Il mondo LGBT+ raccontato dalla fotografia
“Rifiutavo il ruolo che veniva chiesto di occupare alle donne, i travestiti mi hanno fatto capire che tutti abbiamo il diritto di decidere chi siamo“. Così aveva risposto Lisetta Carmi, nota pianista e fotografa, a chi le aveva chiesto il motivo del suo interesse verso quelle minoranze più deboli relegate negli angoli più nascosti delle città. I suoi soggetti prediletti, i “travestiti“, al tempo non erano accettati e tanto meno riconosciuti dalla società.
Nata a Genova il 15 febbraio 1924, Annalisa “Lisetta” Carmi apparteneva a una famiglia ebrea e presto venne a contatto con le leggi razziali che la costrinsero a fuggire in Svizzera fino al 1945. Fin da bambina si era dedicata al pianoforte, e una volta tornata in Italia riprese in mano la sua passione: si laureò al conservatorio di Milano e iniziò una carriera da concertista in giro per il mondo. Tuttavia, presto si scontrò con le lotte sociali, alle quali prese parte con vigore, arrivando ad abbandonare definitivamente il piano nel 1960, in modo da potersi dedicare a un’altra passione che le avrebbe permesso di fare qualcosa a favore dei più deboli: la fotografia. Mollare il pianoforte si manifesta come un atto di ribellione, quando il suo insegnante la scoraggia dal partecipare a una protesta per non rovinarsi le mani.
«Se le mie mani sono più importanti dell’umanità allora lascio il pianoforte».
Lisetta Carmi

Fonte: collezionefarnesina.esteri.it
Conoscendo bene il significato di discriminazione a causa delle leggi razziali del 1938, Lisetta è dotata di un’incredibile sensibilità e non ci pensa due volte a schierarsi dalla parte dei più deboli, i poveri, gli emarginati sociali. Così, grazie al suo modo anticonvenzionale di vedere il mondo, Carmi gira per il mondo e utilizza la fotografia come strumento di conoscenza, per far vedere alla gente ciò che spesso passa inosservato, raccontando la vita delle fasce sociali più umili.
Il suo lavoro più celebre inizia nel 1966, quando viene a contatto con la comunità di persone transgender e travestiti che occupava l’ex ghetto di Genova. Da allora nasce un profondo legame con loro, e Lisetta si impegna nel fotografare e raccontare le vite di queste persone rinnegate ed escluse dal resto della popolazione. I suoi scatti, accompagnati dai testi delle interviste dello psichiatra Elvio Fachinelli, andranno poi a formare una raccolta, I travestiti, pubblicata nel 1972. Inizialmente questa venne rifiutata dal pubblico, scandalizzato e incredulo, dal momento che nessuno prima di allora aveva mai pensato di dare peso a queste persone, tantomeno con un mezzo potente come la fotografia.

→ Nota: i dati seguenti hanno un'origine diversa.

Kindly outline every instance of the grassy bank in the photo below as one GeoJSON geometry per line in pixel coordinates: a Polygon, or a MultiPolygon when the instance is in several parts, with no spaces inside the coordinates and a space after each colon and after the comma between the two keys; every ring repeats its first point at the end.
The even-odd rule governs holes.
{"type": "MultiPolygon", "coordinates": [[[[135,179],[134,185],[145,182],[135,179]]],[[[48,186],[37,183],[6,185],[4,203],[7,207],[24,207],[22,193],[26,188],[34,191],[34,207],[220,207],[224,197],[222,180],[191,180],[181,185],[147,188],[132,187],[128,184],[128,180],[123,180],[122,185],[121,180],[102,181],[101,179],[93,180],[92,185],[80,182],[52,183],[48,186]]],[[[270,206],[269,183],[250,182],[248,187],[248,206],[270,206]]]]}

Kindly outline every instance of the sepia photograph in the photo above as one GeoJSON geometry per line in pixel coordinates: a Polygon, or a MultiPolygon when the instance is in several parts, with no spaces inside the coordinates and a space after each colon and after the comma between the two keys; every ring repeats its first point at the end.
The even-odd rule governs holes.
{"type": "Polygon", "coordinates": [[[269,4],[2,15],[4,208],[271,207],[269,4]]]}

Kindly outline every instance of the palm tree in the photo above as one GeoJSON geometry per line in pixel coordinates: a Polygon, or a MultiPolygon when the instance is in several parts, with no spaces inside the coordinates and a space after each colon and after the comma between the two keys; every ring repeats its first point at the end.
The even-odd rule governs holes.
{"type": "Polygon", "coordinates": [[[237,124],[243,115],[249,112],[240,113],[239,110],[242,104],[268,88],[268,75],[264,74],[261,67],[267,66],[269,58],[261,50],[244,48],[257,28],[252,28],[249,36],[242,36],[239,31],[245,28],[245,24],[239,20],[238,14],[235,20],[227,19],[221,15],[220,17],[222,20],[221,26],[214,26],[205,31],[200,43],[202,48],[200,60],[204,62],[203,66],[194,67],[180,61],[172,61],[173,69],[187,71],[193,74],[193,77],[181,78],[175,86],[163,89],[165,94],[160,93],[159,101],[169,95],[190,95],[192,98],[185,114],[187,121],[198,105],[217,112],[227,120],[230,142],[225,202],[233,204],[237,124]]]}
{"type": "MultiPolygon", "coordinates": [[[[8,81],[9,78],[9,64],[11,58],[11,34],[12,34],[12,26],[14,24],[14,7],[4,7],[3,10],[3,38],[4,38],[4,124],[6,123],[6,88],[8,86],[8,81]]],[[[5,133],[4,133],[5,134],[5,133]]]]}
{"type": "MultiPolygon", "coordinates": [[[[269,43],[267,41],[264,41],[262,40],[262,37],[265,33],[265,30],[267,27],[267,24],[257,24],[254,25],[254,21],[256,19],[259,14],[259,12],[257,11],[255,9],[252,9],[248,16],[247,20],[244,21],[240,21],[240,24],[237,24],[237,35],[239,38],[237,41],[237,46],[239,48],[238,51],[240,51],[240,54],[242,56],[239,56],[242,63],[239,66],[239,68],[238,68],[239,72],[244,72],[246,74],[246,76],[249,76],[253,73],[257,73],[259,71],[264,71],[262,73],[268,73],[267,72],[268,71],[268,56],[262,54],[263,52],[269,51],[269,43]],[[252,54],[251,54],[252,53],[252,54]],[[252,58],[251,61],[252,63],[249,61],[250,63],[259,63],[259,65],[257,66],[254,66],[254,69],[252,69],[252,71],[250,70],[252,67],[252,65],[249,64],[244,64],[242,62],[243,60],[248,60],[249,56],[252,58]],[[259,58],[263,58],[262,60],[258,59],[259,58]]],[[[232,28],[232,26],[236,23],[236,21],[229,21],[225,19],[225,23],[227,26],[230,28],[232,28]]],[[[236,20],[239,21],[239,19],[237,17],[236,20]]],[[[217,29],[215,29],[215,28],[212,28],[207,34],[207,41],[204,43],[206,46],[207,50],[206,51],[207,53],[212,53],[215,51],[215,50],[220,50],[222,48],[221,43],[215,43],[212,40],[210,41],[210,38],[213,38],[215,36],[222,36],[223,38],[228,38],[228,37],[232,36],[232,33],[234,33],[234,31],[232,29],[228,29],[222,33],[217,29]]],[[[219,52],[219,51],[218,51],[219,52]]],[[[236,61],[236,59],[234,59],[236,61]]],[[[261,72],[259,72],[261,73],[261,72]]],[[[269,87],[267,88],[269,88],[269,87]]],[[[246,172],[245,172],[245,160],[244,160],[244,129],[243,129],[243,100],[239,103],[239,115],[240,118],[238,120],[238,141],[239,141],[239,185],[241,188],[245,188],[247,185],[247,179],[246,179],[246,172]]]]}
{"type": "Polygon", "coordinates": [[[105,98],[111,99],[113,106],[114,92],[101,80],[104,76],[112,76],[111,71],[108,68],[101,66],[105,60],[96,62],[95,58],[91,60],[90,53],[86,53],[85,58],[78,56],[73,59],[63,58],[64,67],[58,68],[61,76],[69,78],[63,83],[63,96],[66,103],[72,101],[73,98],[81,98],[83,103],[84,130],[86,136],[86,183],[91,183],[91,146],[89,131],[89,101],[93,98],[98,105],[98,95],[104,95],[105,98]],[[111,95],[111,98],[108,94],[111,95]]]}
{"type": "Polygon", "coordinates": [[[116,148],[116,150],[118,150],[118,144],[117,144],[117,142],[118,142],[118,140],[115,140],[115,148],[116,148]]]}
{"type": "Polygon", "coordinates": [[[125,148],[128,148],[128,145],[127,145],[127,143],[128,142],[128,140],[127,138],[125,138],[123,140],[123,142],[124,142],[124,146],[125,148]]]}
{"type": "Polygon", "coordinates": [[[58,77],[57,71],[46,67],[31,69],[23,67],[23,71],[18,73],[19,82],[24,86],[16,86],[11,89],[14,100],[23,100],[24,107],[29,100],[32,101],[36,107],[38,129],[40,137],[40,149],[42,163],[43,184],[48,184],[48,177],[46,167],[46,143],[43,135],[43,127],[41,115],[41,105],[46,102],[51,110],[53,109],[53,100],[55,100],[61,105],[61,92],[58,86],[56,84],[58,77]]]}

Con il passare degli anni, le fotografie di Lisetta Carmi iniziarono a essere rivalutate e ad acquisire sempre più successo, grazie al garbo e alla sensibilità con la quale ha immortalato questo gruppo, permettendo loro per la prima volta di avere una voce e di potersi raccontare senza veli. Lisetta si è legata da subito alla comunità, instaurando con loro un rapporto di reciproca stima, rispetto e soprattutto, accettazione.
Grazie alla comunità trans ho imparato ad accettarmi. Quando ero piccola guardavo i miei fratelli Eugenio e Marcello pensando che avrei voluto essere un maschio come loro.Sapevo che non mi sarei mai sposata, e rifiutavo il ruolo che veniva chiesto di occupare alle donne. I travestiti mi hanno fatto capire che tutti abbiamo il diritto di decidere chi siamo.
Lisetta Carmi
Ad oggi, la comunità LGBT+ italiana, e in particolare quella trans, deve molto all’impegno sociale della fotografa, la quale è riuscita (anche se in parte) a normalizzare l’anticonformismo e a dare loro spazio di rappresentazione, anche quando ancora non possedevano un’accettazione sociale riconosciuta.